A Message from Paul Leaman, Head of School

Paul Leaman, head of school, records our first mini-chapel on March 23, right before schools were closed for the rest of the academic year. See https://www.youtube.com/watch?v=75GCz1438ek&t=1s
Paul Leaman, head of school, records our first mini-chapel on March 23, right before schools were closed for the rest of the academic year. See https://www.youtube.com/watch?v=75GCz1438ek&t=1s

The following message was printed in the April issue of Pathways, the publication of Virginia Mennonite Conference; EMS is affiliated with VMC. Paul’s recorded mini chapel and others in the series can be seen here.

A Message from Paul Leaman, Head of School

In February, when Virginia Conference requested our content for this issue, we had no idea that we would be in the midst of an extended school closure when the copy was due.

As I write on March 20, we are adjusting to the biggest transition I have experienced in my 30+ years as an educator and school administrator.

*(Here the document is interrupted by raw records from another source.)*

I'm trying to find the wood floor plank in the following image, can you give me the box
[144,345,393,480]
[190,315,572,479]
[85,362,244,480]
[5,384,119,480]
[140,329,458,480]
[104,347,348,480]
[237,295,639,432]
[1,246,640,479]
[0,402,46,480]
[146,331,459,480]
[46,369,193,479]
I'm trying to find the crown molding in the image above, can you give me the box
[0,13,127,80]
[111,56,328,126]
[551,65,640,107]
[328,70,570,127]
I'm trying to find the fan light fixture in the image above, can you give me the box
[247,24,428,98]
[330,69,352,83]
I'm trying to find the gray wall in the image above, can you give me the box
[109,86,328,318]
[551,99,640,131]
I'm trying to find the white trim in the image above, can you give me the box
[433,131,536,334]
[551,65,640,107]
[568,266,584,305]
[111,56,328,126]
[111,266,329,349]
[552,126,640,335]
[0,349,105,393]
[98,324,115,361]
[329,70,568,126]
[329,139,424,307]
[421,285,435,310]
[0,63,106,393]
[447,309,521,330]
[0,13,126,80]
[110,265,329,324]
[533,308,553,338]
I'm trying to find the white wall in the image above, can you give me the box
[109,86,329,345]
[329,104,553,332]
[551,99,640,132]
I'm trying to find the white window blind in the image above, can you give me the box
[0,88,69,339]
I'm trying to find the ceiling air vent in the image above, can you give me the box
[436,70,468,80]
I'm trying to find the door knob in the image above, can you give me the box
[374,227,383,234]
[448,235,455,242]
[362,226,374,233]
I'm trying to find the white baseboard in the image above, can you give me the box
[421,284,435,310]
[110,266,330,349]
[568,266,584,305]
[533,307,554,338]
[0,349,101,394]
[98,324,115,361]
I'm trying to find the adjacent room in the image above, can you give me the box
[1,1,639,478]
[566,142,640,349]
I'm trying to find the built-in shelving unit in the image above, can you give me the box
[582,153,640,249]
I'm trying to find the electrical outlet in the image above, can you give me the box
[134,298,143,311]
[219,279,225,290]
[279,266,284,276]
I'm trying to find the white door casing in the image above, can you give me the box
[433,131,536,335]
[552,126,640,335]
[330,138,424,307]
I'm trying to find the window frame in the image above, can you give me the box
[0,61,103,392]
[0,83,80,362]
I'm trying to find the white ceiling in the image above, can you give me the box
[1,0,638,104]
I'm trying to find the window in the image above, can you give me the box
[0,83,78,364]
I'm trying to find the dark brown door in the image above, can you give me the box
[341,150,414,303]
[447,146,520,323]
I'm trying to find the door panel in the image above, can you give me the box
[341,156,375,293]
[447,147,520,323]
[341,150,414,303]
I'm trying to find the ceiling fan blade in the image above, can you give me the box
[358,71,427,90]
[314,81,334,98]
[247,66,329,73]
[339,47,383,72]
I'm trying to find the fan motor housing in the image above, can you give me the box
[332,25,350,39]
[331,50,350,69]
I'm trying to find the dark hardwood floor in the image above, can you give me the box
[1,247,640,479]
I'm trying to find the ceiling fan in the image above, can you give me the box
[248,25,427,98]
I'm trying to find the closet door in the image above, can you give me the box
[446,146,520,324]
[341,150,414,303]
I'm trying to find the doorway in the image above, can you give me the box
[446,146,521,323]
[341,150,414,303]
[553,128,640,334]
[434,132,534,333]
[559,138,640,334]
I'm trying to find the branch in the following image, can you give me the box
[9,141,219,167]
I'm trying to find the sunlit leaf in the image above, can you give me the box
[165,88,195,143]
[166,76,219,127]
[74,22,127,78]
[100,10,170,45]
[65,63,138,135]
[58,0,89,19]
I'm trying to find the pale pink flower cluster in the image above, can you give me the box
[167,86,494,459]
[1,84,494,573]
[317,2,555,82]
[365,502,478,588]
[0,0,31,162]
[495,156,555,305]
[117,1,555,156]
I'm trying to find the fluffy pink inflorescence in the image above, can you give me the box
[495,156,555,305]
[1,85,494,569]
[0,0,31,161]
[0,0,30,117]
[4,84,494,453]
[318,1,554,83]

The change is calling on all of us to bear with one another in ways we never imagined.

Our teachers — like educators across the region and country — have risen to the unprecedented challenge of teaching from a distance. Our students are showing resilience and positivity, even as they grieve lost time with friends, athletic competition, performances, and milestones.

I believe our resilience as a community now — in a time of crisis — comes, in part, because we are intentional about building relationships in “normal” times. We encourage students, teachers and staff to listen to each other, not just to hear, but to develop empathy and understanding.

In Curt Stutzman’s Bible 10: Sermon on the Mount class, for example, students choose a topic that is divisive, particularly in the church. They research the topic and interview people on opposite sides of the argument, trying to understand why each thinks and believes as they do.

“They present what they hear, and we talk about the issue,” says Mr. Stutzman. “I see students become able to disagree with each other in a respectful manner, and still maintain their convictions, while gaining new insight and understanding.”

With grace for each other in this time of unknowns and communication challenges, God is with us. We feel God’s presence in nature, in connections made virtually, in the hope in our hearts, and in songs we sing.

I invite you to listen to music by our Touring Choir to uplift your spirit at this time, explore additional resources, and see some of the things happening in our community during the closure. Find a link to “resources” on our website. [Note: You will want to read about and listen to the EMS virtual choir singing “Don’t Be Afraid,” which has blessed more than 30,000 listeners.]

In these days and always, EMS aspires to reflect Christ’s light as a learning community where every student belongs, thrives and lives God’s call. We remain committed to that vision and join with the broader community in prayer for people of all ages and places as we’re reminded more than ever of our reliance on God’s grace.